CMS Clarifies Texting Rules for Healthcare Providers

Dentistry Today


As texting becomes a preferred form of communication even among healthcare professionals, the Centers for Medicare & Medicaid Services (CMS) at the Department of Health & Human Services has issued a memorandum reminding medical and dental care providers that patient privacy and security concerns remain paramount.

“CMS recognizes that the use of texting as a means of communication with other members of the healthcare team has become an essential and valuable means of communication among the team members,” said David R. Wright, director of the CMS Survey and Certification Group.

“It is expected that providers/organizations will implement procedures/processes that routinely assess the security and integrity of the texting systems/platforms that are being utilized in order to avoid negative outcomes that could compromise the care of patients,” Wright said.

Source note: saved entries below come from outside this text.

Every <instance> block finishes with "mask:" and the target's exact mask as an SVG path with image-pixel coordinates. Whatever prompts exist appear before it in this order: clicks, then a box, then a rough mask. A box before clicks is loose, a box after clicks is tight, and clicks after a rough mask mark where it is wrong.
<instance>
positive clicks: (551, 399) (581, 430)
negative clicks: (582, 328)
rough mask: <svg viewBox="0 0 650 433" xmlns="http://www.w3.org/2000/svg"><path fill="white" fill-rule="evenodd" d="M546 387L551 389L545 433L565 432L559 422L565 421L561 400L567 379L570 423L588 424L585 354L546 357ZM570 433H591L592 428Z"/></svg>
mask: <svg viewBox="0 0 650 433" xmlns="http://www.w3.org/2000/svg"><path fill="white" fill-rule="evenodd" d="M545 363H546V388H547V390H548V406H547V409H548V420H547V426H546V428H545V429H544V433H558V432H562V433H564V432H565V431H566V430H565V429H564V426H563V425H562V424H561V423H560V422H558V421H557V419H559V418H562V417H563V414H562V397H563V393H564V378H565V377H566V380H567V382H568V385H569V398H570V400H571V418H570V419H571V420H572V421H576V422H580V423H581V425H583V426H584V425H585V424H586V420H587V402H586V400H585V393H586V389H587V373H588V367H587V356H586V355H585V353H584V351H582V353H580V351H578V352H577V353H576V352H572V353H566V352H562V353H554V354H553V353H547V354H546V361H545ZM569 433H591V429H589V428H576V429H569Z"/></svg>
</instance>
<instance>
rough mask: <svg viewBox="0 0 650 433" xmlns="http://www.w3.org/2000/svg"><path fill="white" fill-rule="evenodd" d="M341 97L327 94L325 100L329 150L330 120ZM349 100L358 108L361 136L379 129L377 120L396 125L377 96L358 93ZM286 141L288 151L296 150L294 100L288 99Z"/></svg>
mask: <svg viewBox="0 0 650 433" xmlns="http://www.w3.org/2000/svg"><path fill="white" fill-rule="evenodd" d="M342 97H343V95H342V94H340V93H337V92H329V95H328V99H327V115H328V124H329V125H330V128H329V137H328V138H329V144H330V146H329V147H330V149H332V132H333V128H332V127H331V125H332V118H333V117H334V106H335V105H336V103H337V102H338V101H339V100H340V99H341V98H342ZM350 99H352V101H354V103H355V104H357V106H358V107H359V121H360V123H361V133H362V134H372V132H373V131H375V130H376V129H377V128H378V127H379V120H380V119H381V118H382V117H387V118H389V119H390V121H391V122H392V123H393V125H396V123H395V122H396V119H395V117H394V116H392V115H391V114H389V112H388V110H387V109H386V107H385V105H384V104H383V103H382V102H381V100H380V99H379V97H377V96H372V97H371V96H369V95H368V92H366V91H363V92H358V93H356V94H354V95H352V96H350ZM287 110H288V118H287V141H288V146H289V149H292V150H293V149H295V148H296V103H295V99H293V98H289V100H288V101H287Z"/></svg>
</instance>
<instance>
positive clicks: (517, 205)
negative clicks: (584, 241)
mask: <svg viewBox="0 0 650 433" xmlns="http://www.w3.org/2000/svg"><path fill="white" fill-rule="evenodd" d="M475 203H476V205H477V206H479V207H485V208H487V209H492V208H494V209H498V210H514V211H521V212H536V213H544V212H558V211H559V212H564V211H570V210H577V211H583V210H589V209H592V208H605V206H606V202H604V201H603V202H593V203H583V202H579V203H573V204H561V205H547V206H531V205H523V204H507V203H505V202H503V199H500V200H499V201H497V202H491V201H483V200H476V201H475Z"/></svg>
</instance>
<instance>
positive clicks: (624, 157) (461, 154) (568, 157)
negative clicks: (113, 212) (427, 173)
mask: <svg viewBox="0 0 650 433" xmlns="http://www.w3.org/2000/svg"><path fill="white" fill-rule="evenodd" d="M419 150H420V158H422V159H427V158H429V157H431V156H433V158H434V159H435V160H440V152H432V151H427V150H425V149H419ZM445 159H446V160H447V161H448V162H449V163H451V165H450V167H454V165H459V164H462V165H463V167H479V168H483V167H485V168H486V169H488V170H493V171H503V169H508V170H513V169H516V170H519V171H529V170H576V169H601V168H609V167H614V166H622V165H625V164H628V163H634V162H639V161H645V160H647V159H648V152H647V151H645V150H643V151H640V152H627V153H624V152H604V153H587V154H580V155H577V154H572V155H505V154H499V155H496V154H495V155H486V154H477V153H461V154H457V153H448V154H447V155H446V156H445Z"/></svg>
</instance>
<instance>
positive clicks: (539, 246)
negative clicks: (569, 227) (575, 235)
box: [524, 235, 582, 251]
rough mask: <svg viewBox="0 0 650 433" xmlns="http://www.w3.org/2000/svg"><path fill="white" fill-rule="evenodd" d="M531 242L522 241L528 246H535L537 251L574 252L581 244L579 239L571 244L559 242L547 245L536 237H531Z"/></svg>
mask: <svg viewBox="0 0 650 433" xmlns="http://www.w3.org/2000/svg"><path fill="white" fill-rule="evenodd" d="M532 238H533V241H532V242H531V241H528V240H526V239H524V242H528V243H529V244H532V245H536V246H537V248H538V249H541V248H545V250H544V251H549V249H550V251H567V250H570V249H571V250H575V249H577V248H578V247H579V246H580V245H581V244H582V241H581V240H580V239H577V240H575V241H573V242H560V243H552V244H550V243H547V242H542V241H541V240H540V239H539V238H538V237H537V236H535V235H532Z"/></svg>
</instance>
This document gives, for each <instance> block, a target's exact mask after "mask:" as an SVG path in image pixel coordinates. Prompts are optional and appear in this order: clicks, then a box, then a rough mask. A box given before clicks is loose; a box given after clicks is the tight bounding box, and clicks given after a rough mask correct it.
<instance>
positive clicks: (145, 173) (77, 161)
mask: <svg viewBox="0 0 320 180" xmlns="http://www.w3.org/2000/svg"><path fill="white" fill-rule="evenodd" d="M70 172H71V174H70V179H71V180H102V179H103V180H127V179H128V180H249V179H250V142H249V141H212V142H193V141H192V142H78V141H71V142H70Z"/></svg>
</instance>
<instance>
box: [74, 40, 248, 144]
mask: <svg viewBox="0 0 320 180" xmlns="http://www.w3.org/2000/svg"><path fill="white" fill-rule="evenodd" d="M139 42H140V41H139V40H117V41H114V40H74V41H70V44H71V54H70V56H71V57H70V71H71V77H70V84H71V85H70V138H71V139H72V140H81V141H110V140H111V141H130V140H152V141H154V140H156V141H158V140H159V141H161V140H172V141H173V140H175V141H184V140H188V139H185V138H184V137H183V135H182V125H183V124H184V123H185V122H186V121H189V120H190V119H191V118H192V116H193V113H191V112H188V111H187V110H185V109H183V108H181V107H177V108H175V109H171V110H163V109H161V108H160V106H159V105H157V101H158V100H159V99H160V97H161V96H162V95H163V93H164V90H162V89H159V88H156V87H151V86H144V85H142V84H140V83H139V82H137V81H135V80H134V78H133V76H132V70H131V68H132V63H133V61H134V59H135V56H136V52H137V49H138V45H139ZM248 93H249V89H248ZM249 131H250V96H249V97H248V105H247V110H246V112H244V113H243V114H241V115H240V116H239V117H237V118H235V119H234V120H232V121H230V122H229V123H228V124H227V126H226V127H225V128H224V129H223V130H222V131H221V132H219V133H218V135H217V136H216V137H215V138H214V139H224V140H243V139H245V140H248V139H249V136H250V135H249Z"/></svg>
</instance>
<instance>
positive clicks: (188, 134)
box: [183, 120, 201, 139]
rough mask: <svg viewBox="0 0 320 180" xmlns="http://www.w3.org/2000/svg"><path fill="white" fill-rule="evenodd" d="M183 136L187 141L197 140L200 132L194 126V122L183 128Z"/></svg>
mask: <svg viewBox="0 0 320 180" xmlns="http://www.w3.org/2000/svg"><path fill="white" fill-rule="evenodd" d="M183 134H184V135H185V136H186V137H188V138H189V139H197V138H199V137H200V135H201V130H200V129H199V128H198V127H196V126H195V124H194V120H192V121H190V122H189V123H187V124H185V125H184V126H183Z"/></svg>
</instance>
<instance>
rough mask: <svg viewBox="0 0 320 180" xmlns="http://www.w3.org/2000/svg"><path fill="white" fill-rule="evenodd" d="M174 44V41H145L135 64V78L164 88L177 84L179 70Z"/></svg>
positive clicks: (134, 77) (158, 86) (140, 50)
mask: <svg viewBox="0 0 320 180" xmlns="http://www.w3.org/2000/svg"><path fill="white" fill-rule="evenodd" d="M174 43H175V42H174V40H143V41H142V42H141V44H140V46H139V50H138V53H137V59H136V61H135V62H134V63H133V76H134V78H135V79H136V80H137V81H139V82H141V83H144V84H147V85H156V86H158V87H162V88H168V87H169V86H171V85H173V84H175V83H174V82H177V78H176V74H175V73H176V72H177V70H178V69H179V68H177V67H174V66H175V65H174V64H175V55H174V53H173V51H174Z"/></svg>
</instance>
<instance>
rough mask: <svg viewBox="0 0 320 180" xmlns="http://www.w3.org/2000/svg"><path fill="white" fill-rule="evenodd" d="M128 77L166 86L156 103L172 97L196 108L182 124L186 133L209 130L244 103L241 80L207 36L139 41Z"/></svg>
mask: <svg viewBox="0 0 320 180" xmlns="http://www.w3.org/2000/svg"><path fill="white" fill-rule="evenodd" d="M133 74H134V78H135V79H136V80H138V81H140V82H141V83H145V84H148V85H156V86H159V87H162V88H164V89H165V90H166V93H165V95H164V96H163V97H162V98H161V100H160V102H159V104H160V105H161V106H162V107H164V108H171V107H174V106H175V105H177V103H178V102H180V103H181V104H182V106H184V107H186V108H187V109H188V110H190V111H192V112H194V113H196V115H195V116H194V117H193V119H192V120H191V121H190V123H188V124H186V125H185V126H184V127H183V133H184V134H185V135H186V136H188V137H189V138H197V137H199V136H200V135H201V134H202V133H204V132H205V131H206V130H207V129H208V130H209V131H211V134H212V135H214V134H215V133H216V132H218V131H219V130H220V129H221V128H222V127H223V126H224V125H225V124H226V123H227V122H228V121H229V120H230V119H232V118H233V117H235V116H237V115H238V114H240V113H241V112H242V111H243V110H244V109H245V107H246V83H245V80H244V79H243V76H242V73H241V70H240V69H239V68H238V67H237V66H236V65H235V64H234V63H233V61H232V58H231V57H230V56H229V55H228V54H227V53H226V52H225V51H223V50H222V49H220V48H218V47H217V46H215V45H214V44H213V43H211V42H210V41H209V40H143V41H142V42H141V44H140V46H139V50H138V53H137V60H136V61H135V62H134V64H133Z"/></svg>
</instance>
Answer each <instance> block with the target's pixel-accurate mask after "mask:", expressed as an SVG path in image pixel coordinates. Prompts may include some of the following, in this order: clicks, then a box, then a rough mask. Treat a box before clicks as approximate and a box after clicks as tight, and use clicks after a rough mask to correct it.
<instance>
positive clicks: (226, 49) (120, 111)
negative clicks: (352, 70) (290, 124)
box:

The CMS Conditions of Participation and Conditions for Coverage prohibit healthcare providers such as dentists from texting orders to members of the care team. However, members of the healthcare team may text patient information as long as they are using a secure platform. CMS also prefers providers to use the Computerized Provider Order Entry (CPOE).

According to CMS, providers should enter orders into the medical record via handwritten orders or a CPOE. Orders entered via CPOE, with an immediate download into the provider’s electronic health records, would be permissible because they would be dated, timed, authenticated, and promptly placed in the medical record.  

Furthermore, CMS requires hospitals to maintain medical records for each inpatient and outpatient. These records must be accurately written, promptly completed, properly filed and retained, and accessible. A system of author identification and record maintenance also must be used to ensure the authentication’s integrity and ensure the records’ security.

Records must be retained in their original or legally reproduced form for at least five years. Information from these records, or copies of them, only may be released to authorized individuals. Original medical records only may be released in accordance with federal or state laws, court orders, or subpoenas.